Prostate cancer requires a constant supply of androgens in order to sustain itself. The current standard of care for patients with metastatic prostate cancer is medical castration, which uses medications to disrupt the body’s production of testosterone (androgens). Oftentimes, metastatic prostate cancer flourishes despite the lack of testosterone in the bloodstream, creating castration-resistant prostate cancer (CRPC). These tumors are able to exist without the body’s supply of testosterone by creating androgens within the tumor cell; however, increased androgen synthesis has not yet been attributable to any known mutations. This discovery, published in Cell (2013; 10.1016/j.cell.2013.07.029), shows that the 3βHSD1 mutation makes this enzyme hyperactive to create androgens.
“This discovery gives us the ability to identify molecular subtypes of prostate cancer known to resist treatment. By finding the mutated enzyme, we can now investigate treatments that block it. This kind of strategy is the crux of personalized medicine, which is currently used as the standard of care for some forms of lung cancer and melanoma,” said lead investigator Nima Sharifi, MD, Kendrick Family Chair for Prostate Cancer Research at the Cleveland Clinic in Ohio.

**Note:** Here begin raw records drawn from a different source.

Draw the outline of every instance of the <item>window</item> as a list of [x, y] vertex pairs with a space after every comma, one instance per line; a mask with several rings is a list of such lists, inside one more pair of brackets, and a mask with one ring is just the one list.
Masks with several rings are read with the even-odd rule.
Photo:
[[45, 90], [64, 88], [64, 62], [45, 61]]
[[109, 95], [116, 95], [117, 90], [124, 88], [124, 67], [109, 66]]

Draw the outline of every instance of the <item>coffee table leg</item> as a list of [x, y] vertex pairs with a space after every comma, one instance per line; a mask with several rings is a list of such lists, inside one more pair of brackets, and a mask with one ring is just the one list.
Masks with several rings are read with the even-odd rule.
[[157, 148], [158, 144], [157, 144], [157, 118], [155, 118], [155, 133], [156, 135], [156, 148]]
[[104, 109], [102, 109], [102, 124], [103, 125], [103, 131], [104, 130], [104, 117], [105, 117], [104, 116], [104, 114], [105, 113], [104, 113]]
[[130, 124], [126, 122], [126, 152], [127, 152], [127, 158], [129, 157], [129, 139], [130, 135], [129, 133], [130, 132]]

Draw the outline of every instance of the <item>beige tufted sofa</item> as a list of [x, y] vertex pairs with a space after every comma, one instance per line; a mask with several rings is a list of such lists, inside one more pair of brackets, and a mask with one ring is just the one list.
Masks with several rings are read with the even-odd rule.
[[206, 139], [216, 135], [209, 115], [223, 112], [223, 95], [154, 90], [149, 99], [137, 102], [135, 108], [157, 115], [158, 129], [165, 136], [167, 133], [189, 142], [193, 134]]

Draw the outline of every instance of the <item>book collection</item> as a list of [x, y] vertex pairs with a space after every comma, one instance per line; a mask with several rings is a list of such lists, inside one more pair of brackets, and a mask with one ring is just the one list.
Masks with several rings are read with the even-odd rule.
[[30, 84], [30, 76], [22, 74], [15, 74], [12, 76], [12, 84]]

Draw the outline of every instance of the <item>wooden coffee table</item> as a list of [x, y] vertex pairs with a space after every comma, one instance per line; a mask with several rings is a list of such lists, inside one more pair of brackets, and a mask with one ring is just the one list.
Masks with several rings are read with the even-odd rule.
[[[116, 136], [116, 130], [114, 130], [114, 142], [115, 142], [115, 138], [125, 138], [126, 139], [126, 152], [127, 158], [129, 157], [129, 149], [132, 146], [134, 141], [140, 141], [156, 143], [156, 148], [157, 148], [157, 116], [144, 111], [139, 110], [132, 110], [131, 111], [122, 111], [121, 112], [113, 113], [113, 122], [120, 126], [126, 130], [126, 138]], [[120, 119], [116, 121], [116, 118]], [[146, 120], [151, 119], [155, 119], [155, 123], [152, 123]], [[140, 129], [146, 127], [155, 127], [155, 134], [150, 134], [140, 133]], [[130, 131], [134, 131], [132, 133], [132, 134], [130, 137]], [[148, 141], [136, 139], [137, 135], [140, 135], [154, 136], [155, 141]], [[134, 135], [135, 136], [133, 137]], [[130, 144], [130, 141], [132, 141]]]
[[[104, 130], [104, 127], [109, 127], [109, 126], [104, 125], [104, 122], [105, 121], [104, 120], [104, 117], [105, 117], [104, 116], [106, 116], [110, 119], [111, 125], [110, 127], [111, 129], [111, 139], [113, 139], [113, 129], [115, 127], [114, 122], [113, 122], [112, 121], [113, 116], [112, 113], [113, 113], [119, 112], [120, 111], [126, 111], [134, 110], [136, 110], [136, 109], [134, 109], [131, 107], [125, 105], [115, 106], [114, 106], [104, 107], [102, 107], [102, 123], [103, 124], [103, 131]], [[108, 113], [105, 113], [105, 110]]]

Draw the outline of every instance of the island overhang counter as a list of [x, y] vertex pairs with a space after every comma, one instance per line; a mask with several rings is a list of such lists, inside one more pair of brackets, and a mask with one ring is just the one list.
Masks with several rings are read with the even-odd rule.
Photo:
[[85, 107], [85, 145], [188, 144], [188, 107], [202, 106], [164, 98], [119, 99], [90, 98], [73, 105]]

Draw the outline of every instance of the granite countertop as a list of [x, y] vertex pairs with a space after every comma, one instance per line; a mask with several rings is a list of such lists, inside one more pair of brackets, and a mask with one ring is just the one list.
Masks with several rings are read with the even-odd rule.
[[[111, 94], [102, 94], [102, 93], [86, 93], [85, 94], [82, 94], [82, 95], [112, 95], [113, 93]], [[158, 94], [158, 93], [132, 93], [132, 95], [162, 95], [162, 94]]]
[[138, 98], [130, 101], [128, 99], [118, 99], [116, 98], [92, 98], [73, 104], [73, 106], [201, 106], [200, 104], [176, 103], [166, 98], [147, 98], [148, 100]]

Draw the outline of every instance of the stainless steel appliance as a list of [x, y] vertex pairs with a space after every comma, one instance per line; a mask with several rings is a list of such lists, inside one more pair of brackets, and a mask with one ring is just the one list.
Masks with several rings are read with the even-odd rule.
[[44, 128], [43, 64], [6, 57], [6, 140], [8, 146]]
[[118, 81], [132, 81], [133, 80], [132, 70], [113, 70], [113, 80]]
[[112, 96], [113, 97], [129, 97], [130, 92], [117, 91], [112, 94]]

The 3βHSD1 mutation can occur within CRPC tumors and it can also come from germ line DNA, which is inherited from maternal and paternal sources.
The research found that laboratory models of human prostate cancer fall into two categories of androgen synthesis: those that make androgens slowly and those that do so rapidly. Next, they found that the 3βHSD1 mutation explains the difference between these two categories and that DNA from some patient tumors also contains this mutation. The mutation works by opening the floodgates to androgen synthesis, essentially, throwing fuel on the fire that promotes tumor progression.

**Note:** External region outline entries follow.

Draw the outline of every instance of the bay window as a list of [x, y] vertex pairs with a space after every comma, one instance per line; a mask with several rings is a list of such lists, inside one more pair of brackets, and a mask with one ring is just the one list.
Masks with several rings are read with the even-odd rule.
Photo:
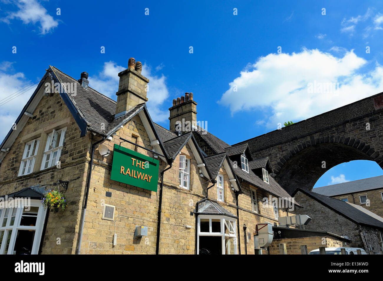
[[219, 174], [217, 176], [217, 200], [218, 201], [224, 201], [223, 192], [223, 176]]
[[197, 253], [236, 255], [236, 221], [221, 216], [198, 216]]
[[33, 171], [36, 154], [39, 148], [39, 140], [34, 140], [25, 144], [23, 158], [19, 170], [19, 175], [30, 174]]
[[189, 189], [190, 182], [190, 160], [185, 155], [180, 155], [180, 167], [178, 179], [180, 187]]
[[28, 201], [0, 208], [0, 254], [38, 253], [46, 211], [39, 200]]
[[53, 130], [48, 135], [45, 150], [43, 157], [41, 170], [49, 168], [57, 164], [61, 156], [61, 151], [65, 141], [66, 128], [58, 131]]

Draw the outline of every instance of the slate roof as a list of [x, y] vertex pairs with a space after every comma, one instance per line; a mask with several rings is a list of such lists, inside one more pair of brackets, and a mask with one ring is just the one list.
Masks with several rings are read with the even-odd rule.
[[365, 212], [362, 211], [347, 202], [302, 188], [298, 188], [297, 190], [355, 223], [383, 228], [383, 222], [371, 216]]
[[181, 149], [192, 137], [191, 133], [188, 133], [177, 136], [164, 143], [164, 146], [169, 157], [174, 159]]
[[229, 156], [235, 155], [237, 154], [242, 154], [244, 153], [246, 148], [249, 146], [247, 143], [243, 143], [235, 146], [230, 146], [225, 148], [225, 150]]
[[[4, 195], [0, 196], [0, 197], [4, 198], [5, 197], [5, 196]], [[25, 187], [21, 190], [8, 194], [7, 196], [8, 198], [18, 197], [30, 198], [31, 199], [41, 199], [44, 196], [44, 195], [34, 188], [31, 187]]]
[[165, 129], [158, 124], [154, 123], [154, 127], [155, 130], [157, 131], [158, 135], [161, 139], [161, 141], [164, 143], [167, 141], [171, 140], [177, 136], [177, 135], [168, 130]]
[[[51, 66], [60, 82], [77, 83], [75, 95], [68, 94], [80, 114], [92, 131], [105, 135], [108, 128], [112, 125], [116, 113], [116, 102], [111, 99], [88, 86], [85, 89], [78, 81], [54, 67]], [[105, 128], [105, 130], [101, 128]]]
[[218, 174], [219, 169], [226, 157], [226, 153], [223, 152], [219, 154], [215, 154], [205, 157], [205, 161], [208, 165], [208, 168], [210, 171], [211, 176], [215, 178]]
[[334, 196], [379, 188], [383, 188], [383, 175], [317, 187], [313, 188], [313, 191], [327, 196]]
[[197, 208], [197, 213], [200, 214], [227, 216], [238, 218], [237, 216], [232, 214], [218, 203], [207, 198], [198, 202]]
[[253, 161], [249, 162], [249, 167], [250, 169], [255, 169], [258, 168], [264, 168], [266, 167], [268, 161], [268, 157], [262, 157], [255, 159]]

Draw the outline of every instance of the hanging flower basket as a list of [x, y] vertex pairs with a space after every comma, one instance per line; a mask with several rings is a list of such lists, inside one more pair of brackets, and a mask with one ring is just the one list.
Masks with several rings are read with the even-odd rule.
[[44, 206], [44, 209], [48, 208], [53, 209], [54, 211], [64, 211], [68, 206], [65, 195], [58, 190], [47, 192], [42, 199], [41, 203]]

In an era of personalized cancer care, there is increased focus on defining and treating cancer by its genetic abnormalities. Tumor-promoting enzyme mutations in several cancers have been identified and, subsequently, have led to the development of targeted drug therapies, improving outcomes for patients.
“The past decade has seen an explosion of molecularly targeted therapies that are matched to specific mutations in a given patient’s tumor,” said Sharifi. “However, no drug-targeting based on enzyme mutations exists for the standard treatment of metastatic CRPC. With this finding, we have the opportunity for matching a mutant disease-driving biomarker with a pharmacologic inhibitor.”